I was not prepared for this little curve ball with my first and found myself underprepared for the late-night hunger pains that would come on sporadically. Eventually, I made myself a little breastfeeding basket where I filled it with a water bottle and easy snacks to munch on while nursing my son. I did this immediately with my 2nd baby, and it helped curve the intense hunger so much. Read here for our top nursing essentials.
5. It’s normal NOT to lose weight while breastfeeding.
I remember reading and having so many people tell me, “you’ll lose all your pregnancy weight when you breastfeed.” Color me surprised when I didn’t lose ANY weight while breastfeeding! In fact, in the early days, I GAINED WEIGHT.
Breastfeeding indeed causes your body to burn slightly more calories. Chances are, you’re going to be consuming the difference. Not that it even matters because weight loss should be the last thing on your mind amongst all your other pressing issues. But I won’t lie, I was a tad disappointed.
The truth is, breastfeeding makes us hungry. We may eat more and move less. But you know what? I’m glad I learned this lesson the “hard way.” It opened my eyes to shift my focus on things that truly mattered instead of just the number on the scale.
If you’re interested to learn more about burning fat without dropping your breastmilk supply, read HERE.
6. Every breastfeeding journey is unique.
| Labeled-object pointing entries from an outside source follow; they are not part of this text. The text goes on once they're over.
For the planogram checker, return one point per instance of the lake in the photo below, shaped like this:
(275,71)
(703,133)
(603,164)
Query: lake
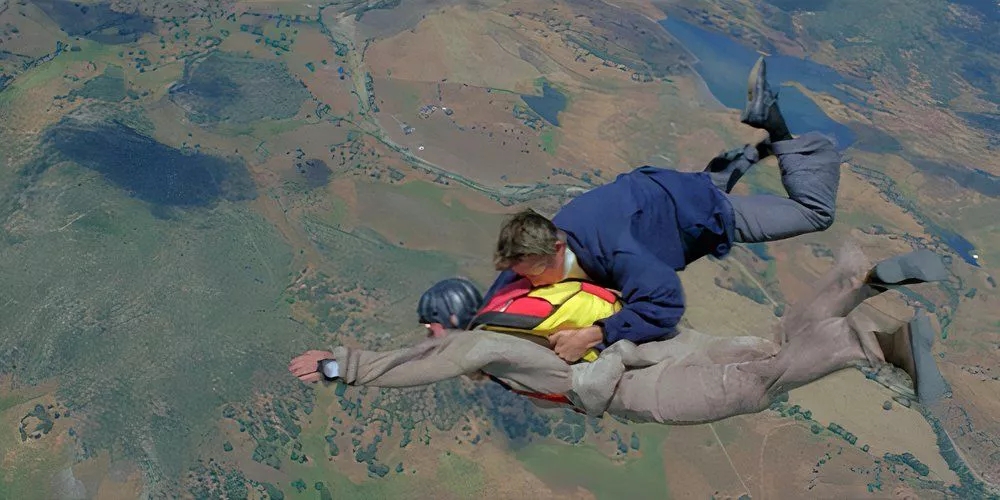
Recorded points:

The most important lesson I learned from breastfeeding is that, just like childbirth and postpartum, it is also a unique journey all on its own. It would be filled with ups and downs. The BEST thing we, as moms, can do to stay the course without being discouraged is to prepare for it the best we can. This means taking a legitimate breastfeeding course, meeting with a lactation consultant, and even having a supportive support system at home with you and your baby.
Ultimately, knowledge is power. You deserve a fair shot to breastfeed your baby while feeling confident in your abilities to tackle breastfeeding issues that may arise, even when it’s for the first time. I hope these lessons I learned breastfeeding my first baby will help you get a leg up on the process!